All Products
Search
Document Center

Rule-based path selection

Last Updated: Jun 18, 2021

This topic introduces the rules for selecting the access path in OceanBase Database.

Currently, OceanBase Database provides pre-rules, or forward rules, and Skyline pruning rules, or reverse rules. The pre-rule is based on strict matching and directly specifies the index to use for a query.

The Skyline pruning rule allows the comparison of two indexes. If one index dominates the other in terms of some defined dimensions, the inferior index is pruned. The remaining indexes are compared based on the cost to determine the best one.

The OceanBase Database optimizer applies pre-rules first to select indexes. If no matching index is found, it applies the Skyline pruning rule to exclude some inferior indexes.

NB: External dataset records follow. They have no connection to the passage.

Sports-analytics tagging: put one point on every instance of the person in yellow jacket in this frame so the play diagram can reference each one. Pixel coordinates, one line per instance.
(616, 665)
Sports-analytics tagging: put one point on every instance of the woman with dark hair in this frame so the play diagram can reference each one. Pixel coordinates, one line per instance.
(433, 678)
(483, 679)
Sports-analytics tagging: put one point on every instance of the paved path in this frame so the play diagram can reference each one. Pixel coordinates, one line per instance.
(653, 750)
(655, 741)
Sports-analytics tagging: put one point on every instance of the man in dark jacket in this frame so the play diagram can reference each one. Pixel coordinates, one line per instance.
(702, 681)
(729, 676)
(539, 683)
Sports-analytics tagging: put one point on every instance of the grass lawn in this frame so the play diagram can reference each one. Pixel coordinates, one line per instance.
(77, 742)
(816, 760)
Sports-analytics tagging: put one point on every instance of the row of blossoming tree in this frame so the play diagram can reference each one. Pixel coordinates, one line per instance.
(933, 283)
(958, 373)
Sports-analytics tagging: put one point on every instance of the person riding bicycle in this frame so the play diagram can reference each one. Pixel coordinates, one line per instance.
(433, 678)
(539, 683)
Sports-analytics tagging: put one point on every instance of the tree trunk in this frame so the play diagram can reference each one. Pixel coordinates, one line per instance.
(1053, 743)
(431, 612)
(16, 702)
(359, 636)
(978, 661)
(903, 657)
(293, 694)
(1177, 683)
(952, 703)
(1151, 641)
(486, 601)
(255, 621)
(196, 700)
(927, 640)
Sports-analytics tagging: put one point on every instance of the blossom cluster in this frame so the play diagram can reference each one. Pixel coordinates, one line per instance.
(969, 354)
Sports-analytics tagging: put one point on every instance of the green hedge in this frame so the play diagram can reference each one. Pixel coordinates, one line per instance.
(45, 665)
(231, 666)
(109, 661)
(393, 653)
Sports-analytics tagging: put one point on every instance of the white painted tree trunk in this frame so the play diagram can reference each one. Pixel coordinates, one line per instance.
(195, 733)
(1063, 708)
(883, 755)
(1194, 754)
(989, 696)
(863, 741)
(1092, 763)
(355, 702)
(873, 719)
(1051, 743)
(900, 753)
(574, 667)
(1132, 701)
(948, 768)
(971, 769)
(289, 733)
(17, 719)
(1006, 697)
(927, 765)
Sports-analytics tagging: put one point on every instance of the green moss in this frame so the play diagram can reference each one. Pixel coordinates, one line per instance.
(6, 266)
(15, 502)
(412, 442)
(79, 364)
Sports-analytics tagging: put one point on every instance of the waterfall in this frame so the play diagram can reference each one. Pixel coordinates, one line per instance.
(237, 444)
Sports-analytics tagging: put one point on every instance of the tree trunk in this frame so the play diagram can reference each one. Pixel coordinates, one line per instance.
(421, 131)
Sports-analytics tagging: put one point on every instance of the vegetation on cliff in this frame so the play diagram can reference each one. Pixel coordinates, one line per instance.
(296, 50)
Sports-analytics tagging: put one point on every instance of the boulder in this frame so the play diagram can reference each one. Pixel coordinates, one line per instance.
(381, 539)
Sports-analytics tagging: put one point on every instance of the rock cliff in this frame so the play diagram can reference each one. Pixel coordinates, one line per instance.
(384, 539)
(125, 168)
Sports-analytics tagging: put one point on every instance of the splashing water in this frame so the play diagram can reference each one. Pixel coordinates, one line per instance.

The remaining indexes are compared by using the cost model to select the one with the lowest cost.

As shown in the following example, OceanBase Database displays the information about path selection rule in the plan demonstration.

obclient>CREATE TABLE t1(a INT PRIMARY KEY, b INT, c INT, d INT, e INT, 
            UNIQUE INDEX k1(b), INDEX k2(b,c), INDEX k3(c,d));
Query OK, 0 rows affected (0.38 sec)

obclient> EXPLAIN EXTENDED SELECT * FROM t1 WHERE b = 1;
+-----------------------------------------------------------------+
| Query Plan                                                                              |
+-----------------------------------------------------------------+
| =====================================
|ID|OPERATOR  |NAME  |EST. ROWS|COST|
-------------------------------------
|0 |TABLE SCAN|t1(k1)|2        |94  |
=====================================

Outputs & filters:
-------------------------------------
  0 - output([t1.a(0x7f3178058bf0)], [t1.b(0x7f3178058860)], [t1.c(0x7f3178058f80)], [t1.d(0x7f3178059310)], [t1.e(0x7f31780596a0)]), filter(nil),
      access([t1.b(0x7f3178058860)], [t1.a(0x7f3178058bf0)], [t1.c(0x7f3178058f80)], [t1.d(0x7f3178059310)], [t1.e(0x7f31780596a0)]), partitions(p0),
      is_index_back=true,
      range_key([t1.b(0x7f3178058860)], [t1.shadow_pk_0(0x7f31780784b8)]), range(1,MIN ; 1,MAX),  
      range_cond([t1.b(0x7f3178058860) = 1(0x7f31780581d8)])
Optimization Info:
-------------------------------------
t1:optimization_method=rule_based, heuristic_rule=unique_index_with_indexback


obclient> EXPLAIN EXTENDED SELECT * FROM t1 WHERE c < 5 ORDER BY c;
+-----------------------------------------------------------------+
| Query Plan                                                                              |
+-----------------------------------------------------------------+
| ====================================
|ID|OPERATOR   |NAME|EST. ROWS|COST|
------------------------------------
|0 |SORT       |    |200      |1054|
|1 | TABLE SCAN|t1  |200      |666 |
====================================

Outputs & filters:
-------------------------------------
  0 - output([t1.a(0x7f3178059220)], [t1.b(0x7f31780595b0)], [t1.c(0x7f3178058e90)], [t1.d(0x7f3178059940)], [t1.e(0x7f3178059cd0)]), filter(nil), sort_keys([t1.c(0x7f3178058e90), ASC])
  1 - output([t1.c(0x7f3178058e90)], [t1.a(0x7f3178059220)], [t1.b(0x7f31780595b0)], [t1.d(0x7f3178059940)], [t1.e(0x7f3178059cd0)]), filter([t1.c(0x7f3178058e90) < 5(0x7f3178058808)]),
      access([t1.c(0x7f3178058e90)], [t1.a(0x7f3178059220)], [t1.b(0x7f31780595b0)], [t1.d(0x7f3178059940)], [t1.e(0x7f3178059cd0)]), partitions(p0),
      is_index_back=false, filter_before_indexback[false],
      range_key([t1.a(0x7f3178059220)]), range(MIN ; MAX)always true
t1:optimization_method=cost_based, avaiable_index_name[t1,k3], pruned_index_name[k1,k2]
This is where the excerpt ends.